La recherche de solutions énergétiques durables pose des questions fondamentales sur l’avenir des ressources disponibles. Parmi les innovations récentes, les cellules solaires à base de pérovskite se distinguent par leur flexibilité et leur potentiel écologique. Aussi, comment l’intelligence artificielle et les méthodes de synthèse à haut débit pourraient-elles transformer cette technologie ?
Une collaboration internationale a été établie entre des scientifiques de l’Institut Helmholtz d’Erlangen-Nuremberg pour l’énergie renouvelable (HI ERN), une branche du Forschungszentrum Jülich, et ceux du Karlsruhe Institute of Technology (KIT).
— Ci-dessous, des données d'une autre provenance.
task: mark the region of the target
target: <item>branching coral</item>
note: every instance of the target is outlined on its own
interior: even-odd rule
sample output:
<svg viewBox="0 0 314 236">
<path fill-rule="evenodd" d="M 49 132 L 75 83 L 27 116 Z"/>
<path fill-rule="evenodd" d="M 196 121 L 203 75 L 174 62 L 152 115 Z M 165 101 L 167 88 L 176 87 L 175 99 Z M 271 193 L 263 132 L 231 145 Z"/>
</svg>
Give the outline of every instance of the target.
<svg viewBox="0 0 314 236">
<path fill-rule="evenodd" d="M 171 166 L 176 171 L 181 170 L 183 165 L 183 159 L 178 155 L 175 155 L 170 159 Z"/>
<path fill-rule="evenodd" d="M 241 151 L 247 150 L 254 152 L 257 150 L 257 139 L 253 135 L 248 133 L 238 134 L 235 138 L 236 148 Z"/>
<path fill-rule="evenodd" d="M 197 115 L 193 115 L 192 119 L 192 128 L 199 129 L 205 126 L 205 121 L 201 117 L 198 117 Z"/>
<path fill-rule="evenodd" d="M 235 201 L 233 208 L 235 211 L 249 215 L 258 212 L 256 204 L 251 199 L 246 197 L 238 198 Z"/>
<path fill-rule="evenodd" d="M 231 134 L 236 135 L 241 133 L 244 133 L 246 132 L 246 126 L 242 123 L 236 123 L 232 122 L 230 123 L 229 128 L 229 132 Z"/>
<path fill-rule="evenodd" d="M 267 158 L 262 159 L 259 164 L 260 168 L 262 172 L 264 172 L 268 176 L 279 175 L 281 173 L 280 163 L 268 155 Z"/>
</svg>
Leur objectif : accélérer la découverte de nouveaux matériaux de pérovskite. En combinant l’intelligence artificielle avec une synthèse à haut débit entièrement automatisée, les chercheurs ont identifié des molécules prometteuses pour améliorer l’efficacité des cellules solaires à pérovskite.
La puissance de la conception de matériaux par l’IA
Les chercheurs ont commencé par créer une bibliothèque virtuelle d’un million de molécules, capables de rendre les cellules solaires à pérovskite particulièrement efficaces en tant que conducteurs de charge positive. Cette bibliothèque a été utilisée par le professeur titulaire Pascal Friederich de l’Institut de Nanotechnologie du KIT et le professeur Christoph Brabec de HI ERN. «Avec seulement 150 expériences ciblées, une découverte a été accomplie, qui aurait autrement nécessité des centaines de milliers de tests», a expliqué le Pr. Brabec. Ils ont augmenté l’efficacité d’une cellule solaire de référence d’environ 2 % pour atteindre 26,2 % avec l’un des matériaux découverts.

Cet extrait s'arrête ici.